For plan years beginning in 2014, plans may comply with either the previously proposed regulations or the final rules (effective for plan years beginning on or after January 1, 2015).

Additional information or questions can be directed to Compensation Solutions at 800-654-4234.

‘Pay or Play’ Requirements Delayed Until 2016 for Large Employers With Fewer Than 100 Full-Time Employees

Final Rules on Employer Shared Responsibility

Newly issued final rules provide guidance regarding the shared responsibility (“pay or play”) requirements under Health Care Reform. While employers with at least 50 full-time employees (including full-time equivalents or FTEs) are generally subject to the requirements, the final rules provide transition relief for certain large employers with respect to all of 2015 and, for non-calendar plan years that begin in 2015, for the portion of that 2015 plan year that falls in 2016.

An employer is generally eligible for this transition relief if it satisfies the following conditions:

•Limited Workforce Size. The employer employs on average at least 50 full-time employees (including full-time equivalents or FTEs), but fewer than 100 full-time employees (including FTEs) on business days during 2014.

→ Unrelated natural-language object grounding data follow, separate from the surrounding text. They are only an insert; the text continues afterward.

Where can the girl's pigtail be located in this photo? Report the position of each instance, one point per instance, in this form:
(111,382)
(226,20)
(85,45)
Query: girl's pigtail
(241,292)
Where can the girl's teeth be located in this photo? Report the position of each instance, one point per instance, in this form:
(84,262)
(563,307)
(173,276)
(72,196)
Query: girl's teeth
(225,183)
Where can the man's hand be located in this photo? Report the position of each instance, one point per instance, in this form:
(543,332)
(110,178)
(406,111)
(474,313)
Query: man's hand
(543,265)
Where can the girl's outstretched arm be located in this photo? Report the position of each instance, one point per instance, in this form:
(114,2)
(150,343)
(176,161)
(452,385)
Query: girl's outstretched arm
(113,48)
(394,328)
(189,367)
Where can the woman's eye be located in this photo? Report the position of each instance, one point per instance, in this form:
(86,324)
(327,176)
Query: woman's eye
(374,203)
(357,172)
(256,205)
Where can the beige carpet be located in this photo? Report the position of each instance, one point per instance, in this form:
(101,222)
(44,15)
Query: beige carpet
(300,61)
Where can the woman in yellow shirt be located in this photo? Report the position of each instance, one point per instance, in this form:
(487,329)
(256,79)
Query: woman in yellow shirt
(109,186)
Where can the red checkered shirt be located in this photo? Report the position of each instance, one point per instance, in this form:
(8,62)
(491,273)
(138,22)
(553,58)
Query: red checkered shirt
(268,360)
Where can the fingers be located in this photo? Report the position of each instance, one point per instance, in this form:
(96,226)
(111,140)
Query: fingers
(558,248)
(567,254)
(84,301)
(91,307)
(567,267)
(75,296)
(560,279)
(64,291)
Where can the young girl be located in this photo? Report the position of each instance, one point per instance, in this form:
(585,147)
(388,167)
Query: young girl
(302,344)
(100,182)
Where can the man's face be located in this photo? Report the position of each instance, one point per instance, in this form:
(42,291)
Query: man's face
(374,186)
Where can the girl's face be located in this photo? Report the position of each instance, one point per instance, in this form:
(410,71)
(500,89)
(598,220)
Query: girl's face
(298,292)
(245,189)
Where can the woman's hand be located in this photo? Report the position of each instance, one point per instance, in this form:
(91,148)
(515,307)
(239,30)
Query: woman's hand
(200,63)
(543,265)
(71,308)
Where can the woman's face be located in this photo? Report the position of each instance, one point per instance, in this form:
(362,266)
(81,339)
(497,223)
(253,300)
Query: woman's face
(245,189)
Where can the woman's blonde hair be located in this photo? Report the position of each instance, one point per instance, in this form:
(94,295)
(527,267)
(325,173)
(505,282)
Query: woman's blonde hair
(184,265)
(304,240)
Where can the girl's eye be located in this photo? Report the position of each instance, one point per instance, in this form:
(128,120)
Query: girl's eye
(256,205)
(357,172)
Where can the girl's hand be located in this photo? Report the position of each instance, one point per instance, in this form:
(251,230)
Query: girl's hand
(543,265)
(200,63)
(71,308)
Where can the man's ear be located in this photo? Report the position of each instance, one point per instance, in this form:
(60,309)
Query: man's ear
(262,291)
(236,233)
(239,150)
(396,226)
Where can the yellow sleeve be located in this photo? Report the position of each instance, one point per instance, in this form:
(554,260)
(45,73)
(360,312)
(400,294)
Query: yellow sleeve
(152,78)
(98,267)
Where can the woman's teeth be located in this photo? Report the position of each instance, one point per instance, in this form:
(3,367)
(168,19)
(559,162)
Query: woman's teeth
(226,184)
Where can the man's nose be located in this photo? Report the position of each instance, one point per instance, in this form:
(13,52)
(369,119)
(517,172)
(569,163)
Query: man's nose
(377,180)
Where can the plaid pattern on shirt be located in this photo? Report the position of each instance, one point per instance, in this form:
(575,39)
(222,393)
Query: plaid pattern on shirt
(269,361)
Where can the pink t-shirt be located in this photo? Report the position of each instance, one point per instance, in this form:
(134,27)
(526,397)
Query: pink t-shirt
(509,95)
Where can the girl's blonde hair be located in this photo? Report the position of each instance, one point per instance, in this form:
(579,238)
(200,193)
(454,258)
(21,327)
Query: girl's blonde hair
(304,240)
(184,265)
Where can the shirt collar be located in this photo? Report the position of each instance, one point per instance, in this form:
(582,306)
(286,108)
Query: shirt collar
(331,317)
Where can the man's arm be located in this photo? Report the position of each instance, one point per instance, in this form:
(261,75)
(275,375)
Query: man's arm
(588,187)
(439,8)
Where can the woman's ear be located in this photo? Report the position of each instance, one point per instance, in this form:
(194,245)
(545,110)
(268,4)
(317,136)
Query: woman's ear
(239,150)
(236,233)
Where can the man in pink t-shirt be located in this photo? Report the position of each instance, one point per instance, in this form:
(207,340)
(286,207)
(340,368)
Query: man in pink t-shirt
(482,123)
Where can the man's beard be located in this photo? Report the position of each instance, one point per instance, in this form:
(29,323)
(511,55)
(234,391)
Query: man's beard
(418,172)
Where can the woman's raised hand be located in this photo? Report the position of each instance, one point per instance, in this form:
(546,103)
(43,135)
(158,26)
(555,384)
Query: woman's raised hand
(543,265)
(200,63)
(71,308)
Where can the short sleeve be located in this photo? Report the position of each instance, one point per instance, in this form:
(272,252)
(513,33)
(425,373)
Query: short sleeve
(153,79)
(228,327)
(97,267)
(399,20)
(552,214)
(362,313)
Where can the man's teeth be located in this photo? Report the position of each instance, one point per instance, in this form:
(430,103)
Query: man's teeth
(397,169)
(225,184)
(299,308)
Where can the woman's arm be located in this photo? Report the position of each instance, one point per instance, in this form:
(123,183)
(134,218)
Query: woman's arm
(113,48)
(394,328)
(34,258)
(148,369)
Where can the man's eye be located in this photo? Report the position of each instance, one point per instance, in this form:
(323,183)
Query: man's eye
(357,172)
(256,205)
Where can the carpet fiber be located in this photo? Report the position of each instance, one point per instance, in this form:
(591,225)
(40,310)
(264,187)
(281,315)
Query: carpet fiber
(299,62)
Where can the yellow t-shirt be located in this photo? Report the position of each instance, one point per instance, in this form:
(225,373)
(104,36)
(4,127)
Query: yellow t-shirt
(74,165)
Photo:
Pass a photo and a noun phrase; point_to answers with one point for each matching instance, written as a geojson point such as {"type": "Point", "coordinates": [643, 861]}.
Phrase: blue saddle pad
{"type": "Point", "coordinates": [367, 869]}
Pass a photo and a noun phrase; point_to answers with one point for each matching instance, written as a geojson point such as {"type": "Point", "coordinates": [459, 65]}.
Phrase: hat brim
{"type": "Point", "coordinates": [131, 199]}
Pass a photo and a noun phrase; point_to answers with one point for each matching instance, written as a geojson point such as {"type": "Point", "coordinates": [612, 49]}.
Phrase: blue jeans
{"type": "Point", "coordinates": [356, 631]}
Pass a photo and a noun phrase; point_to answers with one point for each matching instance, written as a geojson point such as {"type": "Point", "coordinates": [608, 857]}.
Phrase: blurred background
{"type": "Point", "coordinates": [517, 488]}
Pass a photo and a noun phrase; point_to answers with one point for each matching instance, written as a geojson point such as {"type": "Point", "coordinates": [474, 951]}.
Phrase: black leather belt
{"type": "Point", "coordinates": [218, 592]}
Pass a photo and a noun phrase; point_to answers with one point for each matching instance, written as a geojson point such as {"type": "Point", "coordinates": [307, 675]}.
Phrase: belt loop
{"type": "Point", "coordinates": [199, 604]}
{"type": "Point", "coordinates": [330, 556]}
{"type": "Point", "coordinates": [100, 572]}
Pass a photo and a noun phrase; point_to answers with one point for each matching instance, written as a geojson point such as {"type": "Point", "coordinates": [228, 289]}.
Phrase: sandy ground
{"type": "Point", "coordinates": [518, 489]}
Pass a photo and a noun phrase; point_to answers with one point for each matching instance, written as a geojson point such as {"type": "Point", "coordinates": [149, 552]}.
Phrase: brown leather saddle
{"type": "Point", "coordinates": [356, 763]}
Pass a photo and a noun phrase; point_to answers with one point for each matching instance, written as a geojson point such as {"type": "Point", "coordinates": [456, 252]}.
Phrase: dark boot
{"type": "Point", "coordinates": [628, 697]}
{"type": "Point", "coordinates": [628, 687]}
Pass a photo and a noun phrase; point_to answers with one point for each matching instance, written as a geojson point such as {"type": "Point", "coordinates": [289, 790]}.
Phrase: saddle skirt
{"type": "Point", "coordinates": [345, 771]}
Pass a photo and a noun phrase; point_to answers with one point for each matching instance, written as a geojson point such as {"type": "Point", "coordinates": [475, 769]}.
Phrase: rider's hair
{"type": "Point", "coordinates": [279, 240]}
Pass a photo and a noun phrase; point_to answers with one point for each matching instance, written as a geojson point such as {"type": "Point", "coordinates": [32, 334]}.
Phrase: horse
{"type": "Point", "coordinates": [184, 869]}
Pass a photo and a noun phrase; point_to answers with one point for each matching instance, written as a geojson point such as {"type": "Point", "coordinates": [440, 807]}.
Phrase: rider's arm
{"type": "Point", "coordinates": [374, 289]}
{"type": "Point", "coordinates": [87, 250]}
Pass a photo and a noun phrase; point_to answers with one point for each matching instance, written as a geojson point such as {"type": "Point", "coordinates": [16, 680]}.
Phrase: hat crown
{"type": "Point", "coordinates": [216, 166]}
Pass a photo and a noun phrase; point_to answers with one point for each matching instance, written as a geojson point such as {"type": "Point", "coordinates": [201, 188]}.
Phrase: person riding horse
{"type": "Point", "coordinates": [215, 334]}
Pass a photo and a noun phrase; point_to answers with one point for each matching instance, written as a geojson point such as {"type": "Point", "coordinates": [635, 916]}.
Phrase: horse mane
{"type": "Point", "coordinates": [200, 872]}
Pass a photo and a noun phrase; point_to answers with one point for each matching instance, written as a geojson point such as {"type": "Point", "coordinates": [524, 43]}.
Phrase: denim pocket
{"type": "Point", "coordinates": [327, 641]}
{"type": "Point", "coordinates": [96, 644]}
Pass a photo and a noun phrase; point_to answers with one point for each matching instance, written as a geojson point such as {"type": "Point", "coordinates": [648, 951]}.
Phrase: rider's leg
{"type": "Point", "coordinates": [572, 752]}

•Maintenance of Workforce and Aggregate Hours of Service. During the period beginning on February 9, 2014, and ending on December 31, 2014, the employer does not reduce the size of its workforce or the overall hours of service of its employees in order to satisfy the workforce size condition. (A reduction in workforce size or overall hours of service for bona fide business reasons will not be considered to have been made in order to satisfy the workforce size condition.)

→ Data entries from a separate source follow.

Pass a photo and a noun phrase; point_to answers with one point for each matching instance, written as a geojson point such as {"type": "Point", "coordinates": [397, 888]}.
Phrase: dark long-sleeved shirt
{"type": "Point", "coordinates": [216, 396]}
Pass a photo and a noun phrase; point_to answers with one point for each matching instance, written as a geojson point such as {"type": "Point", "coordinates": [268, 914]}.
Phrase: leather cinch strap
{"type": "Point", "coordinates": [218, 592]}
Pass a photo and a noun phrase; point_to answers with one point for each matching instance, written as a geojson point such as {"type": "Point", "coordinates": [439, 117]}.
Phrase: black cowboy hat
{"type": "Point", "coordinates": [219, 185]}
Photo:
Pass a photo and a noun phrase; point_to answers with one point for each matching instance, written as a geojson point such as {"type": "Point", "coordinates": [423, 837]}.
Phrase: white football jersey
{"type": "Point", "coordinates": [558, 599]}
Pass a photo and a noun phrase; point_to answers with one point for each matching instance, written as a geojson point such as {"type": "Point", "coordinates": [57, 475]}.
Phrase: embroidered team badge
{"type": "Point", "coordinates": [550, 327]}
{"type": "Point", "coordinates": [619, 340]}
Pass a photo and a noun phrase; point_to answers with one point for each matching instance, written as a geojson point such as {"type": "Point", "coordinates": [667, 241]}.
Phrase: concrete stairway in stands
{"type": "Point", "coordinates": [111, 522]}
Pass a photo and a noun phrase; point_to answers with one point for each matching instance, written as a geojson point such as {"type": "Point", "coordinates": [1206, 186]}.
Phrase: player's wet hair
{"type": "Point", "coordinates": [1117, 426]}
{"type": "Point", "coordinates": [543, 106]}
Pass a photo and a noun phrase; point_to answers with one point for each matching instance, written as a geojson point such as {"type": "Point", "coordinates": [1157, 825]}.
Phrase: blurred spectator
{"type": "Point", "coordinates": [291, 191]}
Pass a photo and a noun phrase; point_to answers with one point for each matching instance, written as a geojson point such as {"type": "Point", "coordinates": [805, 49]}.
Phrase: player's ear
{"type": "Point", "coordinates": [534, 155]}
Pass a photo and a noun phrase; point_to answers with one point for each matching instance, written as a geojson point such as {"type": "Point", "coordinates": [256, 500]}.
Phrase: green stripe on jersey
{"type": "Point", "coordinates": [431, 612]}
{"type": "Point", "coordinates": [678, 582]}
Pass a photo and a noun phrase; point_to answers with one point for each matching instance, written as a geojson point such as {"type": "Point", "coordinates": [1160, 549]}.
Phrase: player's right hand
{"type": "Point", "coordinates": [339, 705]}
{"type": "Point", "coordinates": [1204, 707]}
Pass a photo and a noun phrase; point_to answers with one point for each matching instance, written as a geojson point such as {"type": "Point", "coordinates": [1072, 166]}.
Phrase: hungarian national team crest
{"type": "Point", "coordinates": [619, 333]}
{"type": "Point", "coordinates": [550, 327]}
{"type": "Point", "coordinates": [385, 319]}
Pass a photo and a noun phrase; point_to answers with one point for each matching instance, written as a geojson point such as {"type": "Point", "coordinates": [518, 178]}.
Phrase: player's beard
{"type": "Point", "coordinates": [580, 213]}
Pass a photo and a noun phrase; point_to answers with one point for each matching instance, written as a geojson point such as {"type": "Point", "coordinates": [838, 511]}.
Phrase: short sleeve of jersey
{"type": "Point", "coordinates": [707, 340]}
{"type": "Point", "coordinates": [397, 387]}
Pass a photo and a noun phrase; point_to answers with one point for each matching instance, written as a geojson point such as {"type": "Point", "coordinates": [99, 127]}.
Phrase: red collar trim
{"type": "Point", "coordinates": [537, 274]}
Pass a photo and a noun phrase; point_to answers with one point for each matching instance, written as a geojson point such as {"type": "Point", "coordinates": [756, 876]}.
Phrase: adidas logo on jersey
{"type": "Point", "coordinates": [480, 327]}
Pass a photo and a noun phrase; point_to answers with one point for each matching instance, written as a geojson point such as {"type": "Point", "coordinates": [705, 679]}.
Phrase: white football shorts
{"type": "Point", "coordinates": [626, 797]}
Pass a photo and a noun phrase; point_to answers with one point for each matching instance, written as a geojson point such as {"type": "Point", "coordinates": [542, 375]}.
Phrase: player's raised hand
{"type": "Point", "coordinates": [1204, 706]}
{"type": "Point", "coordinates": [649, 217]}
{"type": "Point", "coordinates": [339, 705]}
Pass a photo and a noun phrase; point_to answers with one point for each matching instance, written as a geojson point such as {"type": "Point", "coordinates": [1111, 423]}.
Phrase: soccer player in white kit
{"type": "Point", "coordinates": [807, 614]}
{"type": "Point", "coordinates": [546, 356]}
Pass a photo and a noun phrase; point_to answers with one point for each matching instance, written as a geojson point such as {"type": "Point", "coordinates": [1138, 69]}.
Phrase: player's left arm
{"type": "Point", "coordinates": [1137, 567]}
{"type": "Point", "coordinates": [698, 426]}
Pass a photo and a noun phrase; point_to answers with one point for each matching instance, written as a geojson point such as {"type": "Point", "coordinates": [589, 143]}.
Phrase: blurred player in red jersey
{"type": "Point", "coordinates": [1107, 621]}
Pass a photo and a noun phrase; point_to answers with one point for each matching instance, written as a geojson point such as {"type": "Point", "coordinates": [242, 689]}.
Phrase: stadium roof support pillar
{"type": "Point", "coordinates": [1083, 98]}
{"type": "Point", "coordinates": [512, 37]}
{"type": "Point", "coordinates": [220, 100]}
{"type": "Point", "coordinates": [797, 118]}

•Maintenance of Previously Offered Health Coverage. Except as expressly permitted, during the “coverage maintenance period” the employer does not eliminate or materially reduce the health coverage, if any, it offered as of February 9, 2014. “Coverage maintenance period” means:

  • For an employer with a calendar year plan, the period beginning on February 9, 2014, and ending on December 31, 2015, and
  • For an employer with a non-calendar year plan, the period beginning on February 9, 2014, and ending on the last day of the plan year that begins in 2015

•Certification of Eligibility for Transition Relief. The employer certifies on a prescribed form that it meets the eligibility requirements set forth above. Forthcoming final regulations related to employer information reporting are expected to provide that an employer subject to the requirements who qualifies for transition relief will provide this certification as part of the transmittal form it is required to file with the IRS.